Borskov took a sip of coffee before continuing. "An hour after we had caught the killer, a KGB officer arrived at my department in the Lubyanka, which is where you were being held before. He had orders endorsed by the Supreme Soviet that called for the transfer of this assassin to his control. In addition, no report was to be made. I had to comply – one does not question orders bearing the seal of the Supreme Soviet. I did not recognize the man with the orders but one of my men did. It was Leonid Sorovin.

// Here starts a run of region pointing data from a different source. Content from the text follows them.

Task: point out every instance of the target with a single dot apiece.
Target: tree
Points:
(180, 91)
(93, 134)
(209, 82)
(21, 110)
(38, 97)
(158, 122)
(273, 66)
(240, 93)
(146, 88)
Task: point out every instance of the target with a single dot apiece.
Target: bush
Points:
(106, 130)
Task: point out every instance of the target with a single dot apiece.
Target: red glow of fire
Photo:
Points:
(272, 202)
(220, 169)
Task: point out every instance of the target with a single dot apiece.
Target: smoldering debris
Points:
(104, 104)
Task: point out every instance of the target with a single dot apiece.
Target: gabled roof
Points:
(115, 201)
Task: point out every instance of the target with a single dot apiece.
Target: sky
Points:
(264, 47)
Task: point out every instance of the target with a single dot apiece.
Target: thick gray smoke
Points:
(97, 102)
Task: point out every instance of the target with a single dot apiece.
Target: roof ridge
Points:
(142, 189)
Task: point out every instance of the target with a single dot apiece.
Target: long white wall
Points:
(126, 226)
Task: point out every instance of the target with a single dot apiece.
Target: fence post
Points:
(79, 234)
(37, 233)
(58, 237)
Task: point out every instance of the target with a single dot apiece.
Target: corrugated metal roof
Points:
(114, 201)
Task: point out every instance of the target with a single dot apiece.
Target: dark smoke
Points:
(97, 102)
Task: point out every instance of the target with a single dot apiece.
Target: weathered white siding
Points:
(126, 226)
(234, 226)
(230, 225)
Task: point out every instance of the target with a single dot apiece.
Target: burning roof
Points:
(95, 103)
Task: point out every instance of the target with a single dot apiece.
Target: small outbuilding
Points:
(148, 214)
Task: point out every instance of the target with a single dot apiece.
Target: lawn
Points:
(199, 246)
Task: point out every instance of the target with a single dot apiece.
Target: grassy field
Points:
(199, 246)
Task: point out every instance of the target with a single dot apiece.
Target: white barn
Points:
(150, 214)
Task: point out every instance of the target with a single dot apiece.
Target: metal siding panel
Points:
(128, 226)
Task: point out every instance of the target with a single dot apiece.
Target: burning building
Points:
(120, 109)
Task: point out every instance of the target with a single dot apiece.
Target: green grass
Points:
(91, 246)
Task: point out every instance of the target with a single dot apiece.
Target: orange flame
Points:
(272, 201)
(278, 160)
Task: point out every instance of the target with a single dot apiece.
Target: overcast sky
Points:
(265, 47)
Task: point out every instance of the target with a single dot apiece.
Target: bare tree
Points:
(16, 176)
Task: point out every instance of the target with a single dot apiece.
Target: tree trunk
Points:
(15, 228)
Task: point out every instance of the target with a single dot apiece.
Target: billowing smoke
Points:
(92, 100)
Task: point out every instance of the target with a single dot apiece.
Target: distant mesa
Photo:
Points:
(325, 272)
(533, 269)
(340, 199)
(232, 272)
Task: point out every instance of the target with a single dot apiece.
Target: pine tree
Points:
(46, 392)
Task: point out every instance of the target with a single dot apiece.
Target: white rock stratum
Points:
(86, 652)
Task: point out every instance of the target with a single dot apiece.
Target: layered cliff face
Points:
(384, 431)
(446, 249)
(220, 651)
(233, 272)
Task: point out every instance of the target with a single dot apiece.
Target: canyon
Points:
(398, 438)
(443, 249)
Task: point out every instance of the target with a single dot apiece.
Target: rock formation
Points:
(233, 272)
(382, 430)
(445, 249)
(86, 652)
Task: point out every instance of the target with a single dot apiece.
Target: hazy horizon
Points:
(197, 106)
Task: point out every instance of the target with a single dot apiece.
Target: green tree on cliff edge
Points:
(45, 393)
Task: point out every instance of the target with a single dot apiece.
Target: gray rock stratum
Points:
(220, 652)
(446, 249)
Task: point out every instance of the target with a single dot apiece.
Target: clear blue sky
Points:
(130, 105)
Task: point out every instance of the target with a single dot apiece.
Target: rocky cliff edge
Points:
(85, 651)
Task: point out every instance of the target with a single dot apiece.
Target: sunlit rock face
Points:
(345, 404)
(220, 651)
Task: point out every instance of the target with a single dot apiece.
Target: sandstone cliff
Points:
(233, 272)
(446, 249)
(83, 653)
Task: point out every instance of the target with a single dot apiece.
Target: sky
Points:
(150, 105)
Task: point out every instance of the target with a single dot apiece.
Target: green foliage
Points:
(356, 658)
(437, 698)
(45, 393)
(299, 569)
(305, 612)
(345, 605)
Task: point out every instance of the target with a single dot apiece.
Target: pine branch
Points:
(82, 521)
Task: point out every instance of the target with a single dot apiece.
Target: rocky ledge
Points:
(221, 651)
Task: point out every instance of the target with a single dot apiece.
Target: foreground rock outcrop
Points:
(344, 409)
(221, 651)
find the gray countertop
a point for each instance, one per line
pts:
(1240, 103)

"I immediately ran a check on the general and Sorovin. We never learned the assassin's identity. The next day, my men told me that they could find nothing at all incriminating the general
. However, they realized that he was a senior adjutant to Marshal Vazhnevsky and was known to have the marshal's ear. He was also a man who advocated peaceful co-existence.

“On Sorovin, my men found that he was an Army commando in the seventies and often talked about taking a tough stance
against the West. Beyond that, there was nothing – no information on file. The man who recognized Sorovin had been to a training camp a year earlier where Sorovin taught demolitions and assassination techniques.

"Two days later, the news hit that General Ivan Zhuran and a top KGB analyst were killed in a plane crash south of Murmansk. Both men were known for their belief in accommodation with the West and liberalization of the economy. This news has still not been confirmed officially.

"Is the pattern becoming apparent, gentlemen?" asked Borskov, rhetorically. "I'm afraid it's all too apparent. But still, I could not be sure if the pattern was indeed a pattern or only a series of connected incidents destined to become nonevents, or even random coincidences materializing into significance only in the mind of a betrayed and bitter career officer.

"I had to wait almost two weeks for another event, and I can tell you that I
was not prepared for this one. On the night of April 28 an old friend knocked on my door about midnight. I had saved his life during the Great Patriotic War and also saved his son from acute embarrassment after an indiscretion which is unimportant now. I trust this man with my life. He is an officer in the KGB and acts as a liaison between the Army and us. As such, he has unusual freedom to travel.

"Earlier that day, he had flown to Kiev to meet Marshal Vazhnevsky and accompany him to Moscow in order to brief him on the standard reports. Very routine. At the airport he had a car and driver waiting and headed out to the field headquarters, which at that time was in a wooded area just south of the city. He arrived at a checkpoint about one mile from the
general's encampment. He was told by the two guards that Vazhnevsky and his staff had left an hour earlier for the airport and were probably taking off as they spoke. The guards claimed they had standing orders not to allow anyone to pass.